MONTREAL EXPLORED: For the love of bees
Nick Melka started his company, Miel MTL, in 2015 out of a love for bees. Diagnosed with Lyme Disease at 21, Melka says raw honey seemed to be the antidote that got him out of the hospital and gave his life back to him. “I was so much better that I got back into school, was exercising,” Melka says, “I came up with ideas to help the bees that helped me so much.”
Melka is one of the many who’ve taken up urban honey beekeeping in Montreal in recent years. Though with a sharp rise in the number of urban beehives in and around Montreal, entomologists are stressing that having your own beehive isn’t helping to save the bees. At least not all of them.
In 2012, Montreal was home to between 100 and 200 managed honey beehives. Today, there’s something near 2,000. And while the beehive boom may have brought more bees to the city, it’s only one out of 177 of species that are being supported.
Photo: Nicole Proano
Post-doctoral fellow at Concordia University Gail MacInnis is an entomologist who studies competition between wild bees and honey bees in Montreal. She says we need to start thinking more about preserving the wild bee populations in the city since honey bees are already largely supported through beekeeping.
“Honey bees are kind of the livestock of the bee world,” MacInnis says. “They have a beekeeper taking care of them, they have a beekeeper who can feed them in times where there’s [fewer] flowers available. Wild bees don’t get that kind of help.”
For years, MacInnis has been advocating for localized registries as a means of keeping track of bee population to floral resources ratios.

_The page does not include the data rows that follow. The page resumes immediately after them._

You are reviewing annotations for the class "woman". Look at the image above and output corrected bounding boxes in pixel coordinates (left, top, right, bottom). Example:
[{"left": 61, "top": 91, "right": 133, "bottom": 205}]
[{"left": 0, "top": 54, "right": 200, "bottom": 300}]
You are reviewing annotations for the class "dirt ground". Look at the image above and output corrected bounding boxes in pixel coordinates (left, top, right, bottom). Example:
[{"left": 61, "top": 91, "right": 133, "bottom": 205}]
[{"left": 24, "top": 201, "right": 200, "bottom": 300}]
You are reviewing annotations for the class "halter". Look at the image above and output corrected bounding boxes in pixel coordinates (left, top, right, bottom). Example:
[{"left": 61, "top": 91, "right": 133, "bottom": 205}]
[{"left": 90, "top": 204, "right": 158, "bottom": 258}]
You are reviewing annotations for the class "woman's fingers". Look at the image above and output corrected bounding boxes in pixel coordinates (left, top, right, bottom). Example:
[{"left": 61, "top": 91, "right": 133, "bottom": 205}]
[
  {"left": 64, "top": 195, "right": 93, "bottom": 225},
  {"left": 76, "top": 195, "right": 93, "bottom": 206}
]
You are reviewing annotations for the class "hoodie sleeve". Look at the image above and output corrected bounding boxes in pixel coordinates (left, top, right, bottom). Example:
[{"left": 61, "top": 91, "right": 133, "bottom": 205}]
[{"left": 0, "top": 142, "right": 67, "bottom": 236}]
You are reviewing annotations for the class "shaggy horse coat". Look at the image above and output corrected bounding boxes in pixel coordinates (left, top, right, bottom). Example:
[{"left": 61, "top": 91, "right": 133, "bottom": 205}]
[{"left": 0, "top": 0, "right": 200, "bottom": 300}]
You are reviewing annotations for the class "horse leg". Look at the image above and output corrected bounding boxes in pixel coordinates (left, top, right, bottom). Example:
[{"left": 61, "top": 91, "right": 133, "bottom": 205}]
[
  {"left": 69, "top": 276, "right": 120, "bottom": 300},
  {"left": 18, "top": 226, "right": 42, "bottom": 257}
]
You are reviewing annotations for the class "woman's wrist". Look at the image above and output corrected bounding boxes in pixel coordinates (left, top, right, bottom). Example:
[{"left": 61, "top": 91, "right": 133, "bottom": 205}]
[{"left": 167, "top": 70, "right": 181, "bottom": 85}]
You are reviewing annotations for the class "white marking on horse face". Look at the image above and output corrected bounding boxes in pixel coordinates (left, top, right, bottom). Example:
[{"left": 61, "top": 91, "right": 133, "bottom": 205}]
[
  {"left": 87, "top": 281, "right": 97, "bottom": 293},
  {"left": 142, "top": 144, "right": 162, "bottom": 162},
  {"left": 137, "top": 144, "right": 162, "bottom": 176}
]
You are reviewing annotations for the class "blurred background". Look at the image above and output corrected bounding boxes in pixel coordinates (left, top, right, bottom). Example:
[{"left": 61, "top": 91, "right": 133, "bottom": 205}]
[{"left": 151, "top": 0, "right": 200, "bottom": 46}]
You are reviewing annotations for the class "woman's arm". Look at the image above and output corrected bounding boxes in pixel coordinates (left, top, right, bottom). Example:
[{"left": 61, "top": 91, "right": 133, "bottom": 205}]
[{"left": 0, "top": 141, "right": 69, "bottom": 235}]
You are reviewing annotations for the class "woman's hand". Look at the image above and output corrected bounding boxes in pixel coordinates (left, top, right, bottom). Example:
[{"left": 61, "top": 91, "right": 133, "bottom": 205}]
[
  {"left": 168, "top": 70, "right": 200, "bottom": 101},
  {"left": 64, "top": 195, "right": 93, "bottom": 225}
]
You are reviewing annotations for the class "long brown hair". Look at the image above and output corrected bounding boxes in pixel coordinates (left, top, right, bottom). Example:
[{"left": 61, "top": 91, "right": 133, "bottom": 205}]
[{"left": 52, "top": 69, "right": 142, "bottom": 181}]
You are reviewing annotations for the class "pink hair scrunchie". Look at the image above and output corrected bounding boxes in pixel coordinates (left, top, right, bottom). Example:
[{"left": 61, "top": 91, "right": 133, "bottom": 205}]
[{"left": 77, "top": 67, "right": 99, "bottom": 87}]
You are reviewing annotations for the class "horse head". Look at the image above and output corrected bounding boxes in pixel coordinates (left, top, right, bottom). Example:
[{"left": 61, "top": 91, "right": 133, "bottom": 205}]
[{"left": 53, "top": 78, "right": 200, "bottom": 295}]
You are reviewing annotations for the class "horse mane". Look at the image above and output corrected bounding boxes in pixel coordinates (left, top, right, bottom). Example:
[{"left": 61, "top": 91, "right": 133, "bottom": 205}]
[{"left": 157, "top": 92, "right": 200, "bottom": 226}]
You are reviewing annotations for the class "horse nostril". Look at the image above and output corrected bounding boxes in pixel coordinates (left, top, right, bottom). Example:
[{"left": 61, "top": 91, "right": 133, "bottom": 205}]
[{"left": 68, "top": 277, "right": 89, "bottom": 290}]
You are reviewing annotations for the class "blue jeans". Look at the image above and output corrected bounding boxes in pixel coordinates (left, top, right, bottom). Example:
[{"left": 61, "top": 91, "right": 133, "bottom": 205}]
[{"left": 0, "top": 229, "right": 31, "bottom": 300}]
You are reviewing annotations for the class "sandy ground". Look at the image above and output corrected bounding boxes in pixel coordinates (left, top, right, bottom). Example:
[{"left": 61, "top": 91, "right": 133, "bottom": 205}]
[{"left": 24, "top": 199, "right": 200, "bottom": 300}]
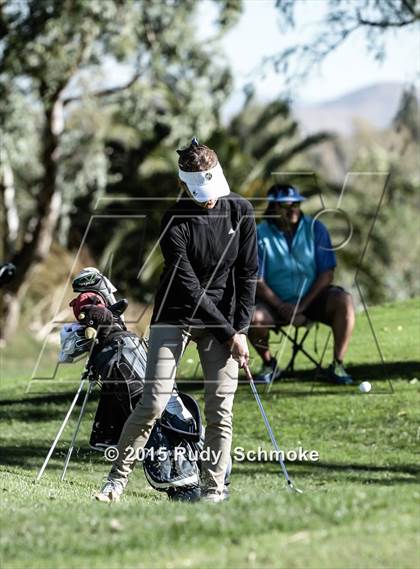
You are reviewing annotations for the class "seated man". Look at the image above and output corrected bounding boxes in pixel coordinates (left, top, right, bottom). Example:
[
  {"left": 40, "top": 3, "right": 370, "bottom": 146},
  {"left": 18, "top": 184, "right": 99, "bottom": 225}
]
[{"left": 249, "top": 185, "right": 355, "bottom": 384}]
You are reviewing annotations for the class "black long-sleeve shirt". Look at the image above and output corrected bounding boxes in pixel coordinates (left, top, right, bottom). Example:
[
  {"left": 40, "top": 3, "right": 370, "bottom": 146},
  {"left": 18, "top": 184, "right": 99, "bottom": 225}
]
[{"left": 152, "top": 192, "right": 258, "bottom": 342}]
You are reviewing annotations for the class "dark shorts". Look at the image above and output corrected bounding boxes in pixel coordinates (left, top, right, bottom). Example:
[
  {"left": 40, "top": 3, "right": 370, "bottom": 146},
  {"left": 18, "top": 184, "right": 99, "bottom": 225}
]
[{"left": 256, "top": 285, "right": 346, "bottom": 328}]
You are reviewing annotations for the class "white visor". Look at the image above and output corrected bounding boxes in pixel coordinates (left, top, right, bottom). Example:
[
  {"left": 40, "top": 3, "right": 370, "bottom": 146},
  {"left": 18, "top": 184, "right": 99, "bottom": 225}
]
[{"left": 179, "top": 163, "right": 230, "bottom": 202}]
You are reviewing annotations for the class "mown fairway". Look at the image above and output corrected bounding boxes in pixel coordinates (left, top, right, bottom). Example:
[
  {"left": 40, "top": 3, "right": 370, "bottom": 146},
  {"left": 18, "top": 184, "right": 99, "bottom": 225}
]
[{"left": 0, "top": 301, "right": 420, "bottom": 569}]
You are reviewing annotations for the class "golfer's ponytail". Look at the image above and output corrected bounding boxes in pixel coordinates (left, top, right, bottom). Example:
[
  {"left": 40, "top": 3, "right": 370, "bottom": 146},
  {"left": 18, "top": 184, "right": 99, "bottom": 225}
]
[{"left": 177, "top": 138, "right": 219, "bottom": 172}]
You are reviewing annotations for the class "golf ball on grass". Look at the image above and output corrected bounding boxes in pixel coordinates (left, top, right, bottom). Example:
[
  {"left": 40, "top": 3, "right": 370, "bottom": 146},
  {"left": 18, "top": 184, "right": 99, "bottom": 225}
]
[{"left": 359, "top": 381, "right": 372, "bottom": 393}]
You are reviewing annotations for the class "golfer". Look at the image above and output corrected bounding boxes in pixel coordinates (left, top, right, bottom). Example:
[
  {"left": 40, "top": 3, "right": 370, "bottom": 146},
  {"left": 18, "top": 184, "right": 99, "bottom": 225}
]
[{"left": 96, "top": 139, "right": 258, "bottom": 502}]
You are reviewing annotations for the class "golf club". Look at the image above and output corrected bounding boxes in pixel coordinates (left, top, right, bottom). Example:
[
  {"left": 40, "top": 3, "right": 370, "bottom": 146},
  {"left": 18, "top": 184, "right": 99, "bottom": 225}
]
[{"left": 243, "top": 364, "right": 303, "bottom": 494}]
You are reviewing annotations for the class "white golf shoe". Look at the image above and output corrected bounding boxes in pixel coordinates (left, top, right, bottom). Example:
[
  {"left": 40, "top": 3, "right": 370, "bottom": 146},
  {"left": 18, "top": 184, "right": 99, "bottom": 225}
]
[{"left": 95, "top": 479, "right": 124, "bottom": 503}]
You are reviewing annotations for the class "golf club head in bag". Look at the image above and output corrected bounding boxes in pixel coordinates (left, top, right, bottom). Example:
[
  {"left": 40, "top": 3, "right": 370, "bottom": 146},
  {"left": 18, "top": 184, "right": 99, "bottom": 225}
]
[{"left": 72, "top": 267, "right": 117, "bottom": 308}]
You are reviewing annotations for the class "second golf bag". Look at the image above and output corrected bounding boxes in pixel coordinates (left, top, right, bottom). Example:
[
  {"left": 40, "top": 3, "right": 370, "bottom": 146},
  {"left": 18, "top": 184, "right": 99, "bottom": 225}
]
[{"left": 60, "top": 268, "right": 204, "bottom": 500}]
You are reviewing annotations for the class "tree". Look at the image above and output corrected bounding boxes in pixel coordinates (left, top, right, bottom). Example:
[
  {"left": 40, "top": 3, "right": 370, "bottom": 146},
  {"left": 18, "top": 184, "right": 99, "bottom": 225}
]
[
  {"left": 270, "top": 0, "right": 420, "bottom": 85},
  {"left": 0, "top": 0, "right": 241, "bottom": 339}
]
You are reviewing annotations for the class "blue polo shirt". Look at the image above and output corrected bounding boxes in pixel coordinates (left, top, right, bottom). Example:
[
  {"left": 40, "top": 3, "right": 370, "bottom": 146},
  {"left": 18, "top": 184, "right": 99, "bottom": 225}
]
[{"left": 257, "top": 215, "right": 336, "bottom": 303}]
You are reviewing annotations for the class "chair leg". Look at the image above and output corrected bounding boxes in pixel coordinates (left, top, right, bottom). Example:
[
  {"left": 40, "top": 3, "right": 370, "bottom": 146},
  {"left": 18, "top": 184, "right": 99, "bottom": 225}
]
[{"left": 280, "top": 328, "right": 321, "bottom": 373}]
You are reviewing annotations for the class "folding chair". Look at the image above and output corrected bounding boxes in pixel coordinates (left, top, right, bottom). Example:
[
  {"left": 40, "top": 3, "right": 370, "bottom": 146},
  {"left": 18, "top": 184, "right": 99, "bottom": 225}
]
[{"left": 278, "top": 320, "right": 329, "bottom": 379}]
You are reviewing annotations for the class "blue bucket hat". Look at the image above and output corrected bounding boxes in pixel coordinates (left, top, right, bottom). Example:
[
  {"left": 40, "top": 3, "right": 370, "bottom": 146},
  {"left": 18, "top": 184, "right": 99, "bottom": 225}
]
[{"left": 267, "top": 184, "right": 306, "bottom": 203}]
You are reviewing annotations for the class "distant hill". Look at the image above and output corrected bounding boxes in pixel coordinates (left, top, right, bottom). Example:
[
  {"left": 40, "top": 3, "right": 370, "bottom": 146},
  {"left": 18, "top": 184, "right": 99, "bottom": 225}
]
[{"left": 294, "top": 82, "right": 416, "bottom": 136}]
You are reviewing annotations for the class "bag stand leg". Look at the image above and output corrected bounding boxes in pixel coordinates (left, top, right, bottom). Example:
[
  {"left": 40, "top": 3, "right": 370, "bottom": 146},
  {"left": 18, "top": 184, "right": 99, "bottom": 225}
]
[
  {"left": 35, "top": 379, "right": 86, "bottom": 482},
  {"left": 60, "top": 383, "right": 94, "bottom": 481}
]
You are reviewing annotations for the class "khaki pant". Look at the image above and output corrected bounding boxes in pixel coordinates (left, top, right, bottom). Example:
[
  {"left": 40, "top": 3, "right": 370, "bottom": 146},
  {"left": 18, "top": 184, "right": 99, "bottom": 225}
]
[{"left": 110, "top": 324, "right": 239, "bottom": 493}]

MacInnis says flowers will be more depleted of pollen where there’s a high concentration of bees in one area, and she’s concerned wild bees will be at a disadvantage where adequate floral resources aren’t provided to compensate for those high density areas.

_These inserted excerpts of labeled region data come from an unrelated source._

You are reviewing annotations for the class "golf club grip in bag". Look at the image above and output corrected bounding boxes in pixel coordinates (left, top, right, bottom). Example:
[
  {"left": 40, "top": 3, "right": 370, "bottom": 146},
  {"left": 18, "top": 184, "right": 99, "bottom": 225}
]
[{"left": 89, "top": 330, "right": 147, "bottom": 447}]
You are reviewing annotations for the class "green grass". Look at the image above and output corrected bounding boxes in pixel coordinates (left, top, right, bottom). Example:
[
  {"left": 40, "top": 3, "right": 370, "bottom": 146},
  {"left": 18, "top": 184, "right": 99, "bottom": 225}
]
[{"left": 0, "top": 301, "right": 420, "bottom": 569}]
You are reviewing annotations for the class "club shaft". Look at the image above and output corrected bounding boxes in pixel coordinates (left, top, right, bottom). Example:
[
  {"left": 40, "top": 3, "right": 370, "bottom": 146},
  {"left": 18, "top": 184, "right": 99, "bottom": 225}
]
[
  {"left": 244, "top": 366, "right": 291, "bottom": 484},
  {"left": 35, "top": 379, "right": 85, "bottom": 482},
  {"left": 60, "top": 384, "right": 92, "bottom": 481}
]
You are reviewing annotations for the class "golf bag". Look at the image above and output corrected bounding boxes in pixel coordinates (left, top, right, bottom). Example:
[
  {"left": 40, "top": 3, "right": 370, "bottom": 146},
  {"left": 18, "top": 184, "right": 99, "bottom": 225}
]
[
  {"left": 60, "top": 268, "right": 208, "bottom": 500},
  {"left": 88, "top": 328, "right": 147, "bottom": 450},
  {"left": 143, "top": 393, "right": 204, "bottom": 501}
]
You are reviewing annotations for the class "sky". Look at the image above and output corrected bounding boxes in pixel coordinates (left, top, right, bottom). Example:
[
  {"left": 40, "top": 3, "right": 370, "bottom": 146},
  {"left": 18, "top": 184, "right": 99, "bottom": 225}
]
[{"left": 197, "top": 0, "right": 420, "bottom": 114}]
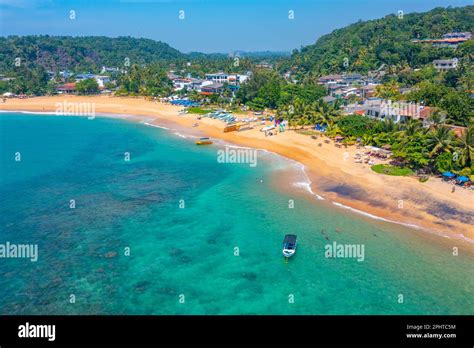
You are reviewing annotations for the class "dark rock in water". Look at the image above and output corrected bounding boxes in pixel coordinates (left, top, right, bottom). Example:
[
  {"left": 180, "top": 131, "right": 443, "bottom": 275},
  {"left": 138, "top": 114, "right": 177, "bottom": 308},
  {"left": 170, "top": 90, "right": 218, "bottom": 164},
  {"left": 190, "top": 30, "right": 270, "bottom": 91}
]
[
  {"left": 178, "top": 255, "right": 193, "bottom": 263},
  {"left": 242, "top": 272, "right": 257, "bottom": 281},
  {"left": 170, "top": 248, "right": 183, "bottom": 256},
  {"left": 158, "top": 287, "right": 177, "bottom": 295}
]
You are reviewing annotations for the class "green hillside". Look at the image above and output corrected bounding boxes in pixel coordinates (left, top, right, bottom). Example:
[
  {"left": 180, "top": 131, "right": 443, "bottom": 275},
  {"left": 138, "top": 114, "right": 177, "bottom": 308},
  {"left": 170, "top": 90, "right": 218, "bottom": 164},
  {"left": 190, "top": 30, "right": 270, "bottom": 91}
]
[
  {"left": 0, "top": 35, "right": 185, "bottom": 71},
  {"left": 292, "top": 6, "right": 474, "bottom": 74}
]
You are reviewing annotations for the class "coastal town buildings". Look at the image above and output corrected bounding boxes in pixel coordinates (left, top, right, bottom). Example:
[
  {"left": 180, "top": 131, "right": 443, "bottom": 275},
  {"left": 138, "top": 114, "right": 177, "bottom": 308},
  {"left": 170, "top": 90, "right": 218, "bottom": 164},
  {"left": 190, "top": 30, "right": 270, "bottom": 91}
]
[
  {"left": 433, "top": 58, "right": 459, "bottom": 71},
  {"left": 412, "top": 32, "right": 472, "bottom": 48}
]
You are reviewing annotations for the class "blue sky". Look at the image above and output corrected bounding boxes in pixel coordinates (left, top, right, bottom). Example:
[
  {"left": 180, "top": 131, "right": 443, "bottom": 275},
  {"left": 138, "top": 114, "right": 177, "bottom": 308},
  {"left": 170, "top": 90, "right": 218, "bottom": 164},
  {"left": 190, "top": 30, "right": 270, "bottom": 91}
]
[{"left": 0, "top": 0, "right": 474, "bottom": 53}]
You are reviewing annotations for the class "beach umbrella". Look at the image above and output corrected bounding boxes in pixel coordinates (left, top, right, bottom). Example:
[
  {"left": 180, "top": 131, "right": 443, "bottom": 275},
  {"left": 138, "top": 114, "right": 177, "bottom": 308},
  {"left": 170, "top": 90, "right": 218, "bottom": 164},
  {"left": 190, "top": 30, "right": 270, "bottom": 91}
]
[
  {"left": 443, "top": 172, "right": 456, "bottom": 178},
  {"left": 456, "top": 176, "right": 469, "bottom": 182}
]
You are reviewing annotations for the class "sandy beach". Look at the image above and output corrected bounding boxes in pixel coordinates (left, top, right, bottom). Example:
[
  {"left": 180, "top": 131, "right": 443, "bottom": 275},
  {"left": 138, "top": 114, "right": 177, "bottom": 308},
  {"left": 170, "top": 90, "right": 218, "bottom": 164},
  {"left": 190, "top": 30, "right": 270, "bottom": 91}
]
[{"left": 0, "top": 95, "right": 474, "bottom": 245}]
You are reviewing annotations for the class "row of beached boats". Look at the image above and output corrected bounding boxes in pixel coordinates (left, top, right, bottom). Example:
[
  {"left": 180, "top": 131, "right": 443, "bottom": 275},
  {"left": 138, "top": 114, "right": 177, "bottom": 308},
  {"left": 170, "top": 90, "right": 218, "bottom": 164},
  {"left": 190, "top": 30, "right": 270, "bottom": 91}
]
[{"left": 204, "top": 110, "right": 236, "bottom": 123}]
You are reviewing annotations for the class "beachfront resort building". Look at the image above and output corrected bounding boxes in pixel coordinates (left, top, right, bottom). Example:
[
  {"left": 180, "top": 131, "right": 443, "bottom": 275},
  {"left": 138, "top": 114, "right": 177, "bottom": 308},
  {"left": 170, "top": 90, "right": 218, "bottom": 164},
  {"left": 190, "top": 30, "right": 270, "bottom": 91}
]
[
  {"left": 75, "top": 74, "right": 111, "bottom": 88},
  {"left": 206, "top": 72, "right": 249, "bottom": 85},
  {"left": 201, "top": 83, "right": 224, "bottom": 95},
  {"left": 433, "top": 58, "right": 458, "bottom": 71},
  {"left": 412, "top": 32, "right": 472, "bottom": 48},
  {"left": 362, "top": 98, "right": 434, "bottom": 125}
]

“So you get places like Rosemont with 200 to 300 hives in that one little borough,” MacInnis says, “where they’re really taking over areas since we don’t have the proper registration system for these bees.”
Photo: Gail MacInnis
And where competition isn’t a problem for wild bees, they face another threat from unchecked urban beekeeping - disease. The Director of Pollinator Partnerships Canada, Vicki Wojcik, says she recognizes the role “responsible beekeeping can play in supporting native bee species.” However, ill-maintained hives are a common problem where there’s a lack of regulations.
According to Wojcik, when novices get involved and they don’t know the ins-and-outs of beekeeping, their hives can become infested with disease. “And those bees are interacting with other unmanaged bees,” Wojcik says, “and they could be transferring disease.”
Some Canadian municipalities, like Edmonton, Ab., require aspiring beekeepers to first show proof of completion of an accepted beekeeping course. It’s these kinds of regulations Wojcik says she’d like to see more of, that set up a framework of accountability on who can own a hive.
“This shouldn’t be a free-for-all,” Wojcik says. “This shouldn’t be an ‘oh, I want a pet bee. I’ll do that and get upset if anyone tells me I can’t have my pet bee.’ It definitely should be regulated for everyone’s sake.”